1. Field of the Invention
The present invention relates generally to performing floating-point operations in a Central Processing Unit (CPU) of a computing device, and more particularly, to an improved floating point unit for more efficiently performing multiple multiply Add operations at the rate of one per cycle.
2. Description of the Prior Art
Many compute-intensive applications today use extended-precision fixed-point arithmetic. This includes applications such as conversion between binary and decimal and public-key algorithms such as Diffie Hellman, DSA, ElGamel, and (most importantly) RSA. Public-key-Algorithm (PKA) cryptography particularly, has become an essential part of the Internet. The most compute-intensive part of PKA is a modular exponentiation using very large integers; typically 1024 bits, 2048 bits, or even larger. This computation is executed in software using multiple-precision arithmetic. For example, a typical 1024-bit RSA exponentiation requires about 200,000 64-bit multiplies and twice that many 64-bit adds. The computing time for this on a work station or a personal computer is not normally significant, as this occurs only once per secure-socket-layer (SSL) transaction. However, at the server, where many sessions can be in progress at the same time, this computation tends to be the limiting factor for the number of SSL transactions that can be performed.
The software on the IBM eServer zSeries® (z/OS) available from assignee International Business Machines, Inc., implements 64-bit fixed-point instructions to perform this operation. Fixed-point multiply on the zSeries is relatively slow, a 64-bit multiply typically taking more than 20 cycles, and is not pipelined. Additionally, there are not enough fixed-point registers to keep intermediate results in the registers.
One solution is to implement special cryptographic accelerators. With current technology, it takes several accelerators (usually more than 10) to provide the performance required by one main-frame server. Current technology trends indicate that server performance is increasing faster than accelerator performance, so this imbalance will continue to worsen in the future. Additionally, these accelerators run asynchronously to the central processing unit (CPU), so there is also a significant performance overhead in the CPU to interface with the accelerator.

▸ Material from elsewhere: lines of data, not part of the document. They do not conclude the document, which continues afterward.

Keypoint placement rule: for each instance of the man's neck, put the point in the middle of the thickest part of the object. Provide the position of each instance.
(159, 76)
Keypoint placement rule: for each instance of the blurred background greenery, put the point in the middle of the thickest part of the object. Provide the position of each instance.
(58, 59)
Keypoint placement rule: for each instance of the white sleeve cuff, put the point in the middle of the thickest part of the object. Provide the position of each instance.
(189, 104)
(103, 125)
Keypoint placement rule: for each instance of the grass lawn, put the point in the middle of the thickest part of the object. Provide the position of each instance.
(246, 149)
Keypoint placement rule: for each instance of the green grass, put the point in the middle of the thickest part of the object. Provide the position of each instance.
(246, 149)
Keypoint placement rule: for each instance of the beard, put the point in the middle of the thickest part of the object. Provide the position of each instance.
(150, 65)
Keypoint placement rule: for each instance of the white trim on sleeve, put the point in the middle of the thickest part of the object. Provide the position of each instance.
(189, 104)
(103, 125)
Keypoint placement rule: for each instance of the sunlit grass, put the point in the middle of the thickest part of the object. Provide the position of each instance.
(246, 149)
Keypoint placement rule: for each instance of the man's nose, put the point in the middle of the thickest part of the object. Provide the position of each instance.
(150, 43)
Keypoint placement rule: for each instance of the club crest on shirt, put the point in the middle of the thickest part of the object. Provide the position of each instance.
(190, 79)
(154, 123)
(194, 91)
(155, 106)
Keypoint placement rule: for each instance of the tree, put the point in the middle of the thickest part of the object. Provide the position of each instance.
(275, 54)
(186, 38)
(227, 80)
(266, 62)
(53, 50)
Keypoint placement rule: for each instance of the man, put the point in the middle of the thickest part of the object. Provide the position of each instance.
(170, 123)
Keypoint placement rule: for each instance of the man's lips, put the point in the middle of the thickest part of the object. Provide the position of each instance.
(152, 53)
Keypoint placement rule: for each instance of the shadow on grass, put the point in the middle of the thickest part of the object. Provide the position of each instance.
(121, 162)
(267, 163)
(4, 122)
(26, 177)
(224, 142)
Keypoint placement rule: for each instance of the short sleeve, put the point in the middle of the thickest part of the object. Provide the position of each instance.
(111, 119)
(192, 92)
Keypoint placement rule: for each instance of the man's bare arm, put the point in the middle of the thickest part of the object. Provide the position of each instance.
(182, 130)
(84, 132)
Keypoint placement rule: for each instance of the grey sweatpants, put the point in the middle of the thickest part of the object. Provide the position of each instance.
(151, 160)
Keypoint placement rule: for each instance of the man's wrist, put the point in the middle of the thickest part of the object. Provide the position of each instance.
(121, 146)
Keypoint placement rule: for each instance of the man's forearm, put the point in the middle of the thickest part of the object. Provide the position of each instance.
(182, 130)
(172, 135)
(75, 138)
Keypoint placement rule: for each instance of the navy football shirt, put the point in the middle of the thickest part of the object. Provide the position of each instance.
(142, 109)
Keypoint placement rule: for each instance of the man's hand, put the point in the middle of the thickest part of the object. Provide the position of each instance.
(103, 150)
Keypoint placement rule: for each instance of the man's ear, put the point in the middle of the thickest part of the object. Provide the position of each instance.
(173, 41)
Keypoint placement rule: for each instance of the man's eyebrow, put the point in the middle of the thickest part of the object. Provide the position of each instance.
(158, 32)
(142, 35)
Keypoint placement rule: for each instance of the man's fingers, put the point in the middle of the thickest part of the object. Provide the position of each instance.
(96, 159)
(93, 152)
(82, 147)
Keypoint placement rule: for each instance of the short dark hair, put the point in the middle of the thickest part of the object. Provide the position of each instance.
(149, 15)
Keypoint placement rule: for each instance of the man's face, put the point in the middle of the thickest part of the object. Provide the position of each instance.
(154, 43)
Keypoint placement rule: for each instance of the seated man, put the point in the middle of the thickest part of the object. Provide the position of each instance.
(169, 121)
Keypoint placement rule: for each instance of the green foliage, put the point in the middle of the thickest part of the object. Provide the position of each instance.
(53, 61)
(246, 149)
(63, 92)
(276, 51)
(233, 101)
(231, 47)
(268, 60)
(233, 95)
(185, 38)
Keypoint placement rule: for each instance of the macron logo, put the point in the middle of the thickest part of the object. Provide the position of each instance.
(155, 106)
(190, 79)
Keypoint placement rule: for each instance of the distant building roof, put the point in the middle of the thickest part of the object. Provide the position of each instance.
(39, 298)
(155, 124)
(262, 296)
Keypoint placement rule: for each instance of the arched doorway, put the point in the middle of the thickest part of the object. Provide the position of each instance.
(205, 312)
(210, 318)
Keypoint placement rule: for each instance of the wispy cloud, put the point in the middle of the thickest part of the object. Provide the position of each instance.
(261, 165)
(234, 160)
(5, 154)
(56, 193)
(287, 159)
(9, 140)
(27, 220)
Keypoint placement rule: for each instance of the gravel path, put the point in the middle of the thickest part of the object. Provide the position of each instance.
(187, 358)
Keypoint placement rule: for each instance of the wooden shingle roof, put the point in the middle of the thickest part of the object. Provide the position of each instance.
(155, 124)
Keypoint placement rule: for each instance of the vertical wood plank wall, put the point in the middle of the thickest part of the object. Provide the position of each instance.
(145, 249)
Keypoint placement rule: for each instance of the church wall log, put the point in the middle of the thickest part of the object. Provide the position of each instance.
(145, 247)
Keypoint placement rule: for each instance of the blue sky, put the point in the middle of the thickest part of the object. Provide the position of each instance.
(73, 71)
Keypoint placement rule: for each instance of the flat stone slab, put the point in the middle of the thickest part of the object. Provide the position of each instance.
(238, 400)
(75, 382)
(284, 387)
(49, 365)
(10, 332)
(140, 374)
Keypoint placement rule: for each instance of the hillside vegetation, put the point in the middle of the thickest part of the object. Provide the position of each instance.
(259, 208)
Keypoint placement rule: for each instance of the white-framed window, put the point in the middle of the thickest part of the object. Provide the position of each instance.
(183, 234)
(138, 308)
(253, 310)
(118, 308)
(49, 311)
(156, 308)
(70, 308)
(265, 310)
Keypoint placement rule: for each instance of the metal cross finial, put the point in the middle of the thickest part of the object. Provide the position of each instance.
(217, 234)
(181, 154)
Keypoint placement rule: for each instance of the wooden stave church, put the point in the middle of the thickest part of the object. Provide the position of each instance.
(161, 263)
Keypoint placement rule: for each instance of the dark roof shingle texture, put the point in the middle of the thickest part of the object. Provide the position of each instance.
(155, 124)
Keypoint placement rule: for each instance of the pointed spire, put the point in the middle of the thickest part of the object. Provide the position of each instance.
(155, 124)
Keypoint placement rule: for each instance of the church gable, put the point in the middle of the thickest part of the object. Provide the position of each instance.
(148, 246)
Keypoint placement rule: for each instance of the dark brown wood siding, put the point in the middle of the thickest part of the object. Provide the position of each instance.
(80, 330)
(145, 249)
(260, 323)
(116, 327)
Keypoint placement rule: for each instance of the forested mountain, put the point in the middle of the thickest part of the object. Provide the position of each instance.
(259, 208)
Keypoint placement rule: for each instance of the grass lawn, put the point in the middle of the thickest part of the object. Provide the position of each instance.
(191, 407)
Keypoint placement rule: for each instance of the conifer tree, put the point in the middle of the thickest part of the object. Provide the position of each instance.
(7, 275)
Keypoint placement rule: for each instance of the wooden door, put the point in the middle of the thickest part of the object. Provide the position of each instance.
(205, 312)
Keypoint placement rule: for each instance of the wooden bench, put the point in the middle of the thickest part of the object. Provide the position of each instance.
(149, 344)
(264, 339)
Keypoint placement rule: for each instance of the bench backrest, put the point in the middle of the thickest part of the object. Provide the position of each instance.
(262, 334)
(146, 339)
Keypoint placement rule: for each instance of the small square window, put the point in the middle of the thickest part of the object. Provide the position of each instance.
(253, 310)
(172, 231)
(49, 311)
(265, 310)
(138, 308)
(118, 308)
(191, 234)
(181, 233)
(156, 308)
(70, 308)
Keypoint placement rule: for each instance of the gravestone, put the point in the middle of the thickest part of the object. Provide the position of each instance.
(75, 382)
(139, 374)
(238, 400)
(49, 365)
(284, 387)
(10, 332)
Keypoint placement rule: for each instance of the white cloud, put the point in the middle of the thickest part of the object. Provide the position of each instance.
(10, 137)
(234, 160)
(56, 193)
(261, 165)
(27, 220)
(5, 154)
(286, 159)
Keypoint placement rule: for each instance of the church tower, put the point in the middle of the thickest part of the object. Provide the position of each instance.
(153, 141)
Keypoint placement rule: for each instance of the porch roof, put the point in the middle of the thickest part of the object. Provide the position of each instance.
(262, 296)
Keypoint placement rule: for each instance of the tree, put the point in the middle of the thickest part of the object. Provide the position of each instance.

Moreover, most current floating-point improvements are primarily concerned with performance, (not function) and especially as this applies to denormalized operands. In the application for which MAA is intended, denormalized operands do not occur. (Denormalized operands are very tiny values, unnormalized operands can have values in the normal range, but with leftmost zeros in the fraction.) For example, U.S. Pat. Nos. 5,943,249 and 6,732,134 describe processors for performing floating point operations, however, are concerned with denormalized operands and not normal values. U.S. Pat. Nos. 6,256,655 and 6,904,446 describe floating point processing that meet criteria for preserving the integrity of the result (e.g., fractions is affected by the alignment of the input fractions.)
It would be highly desirable to provide an improved floating-point unit for providing efficient processing of multiple-precision fixed-point operands.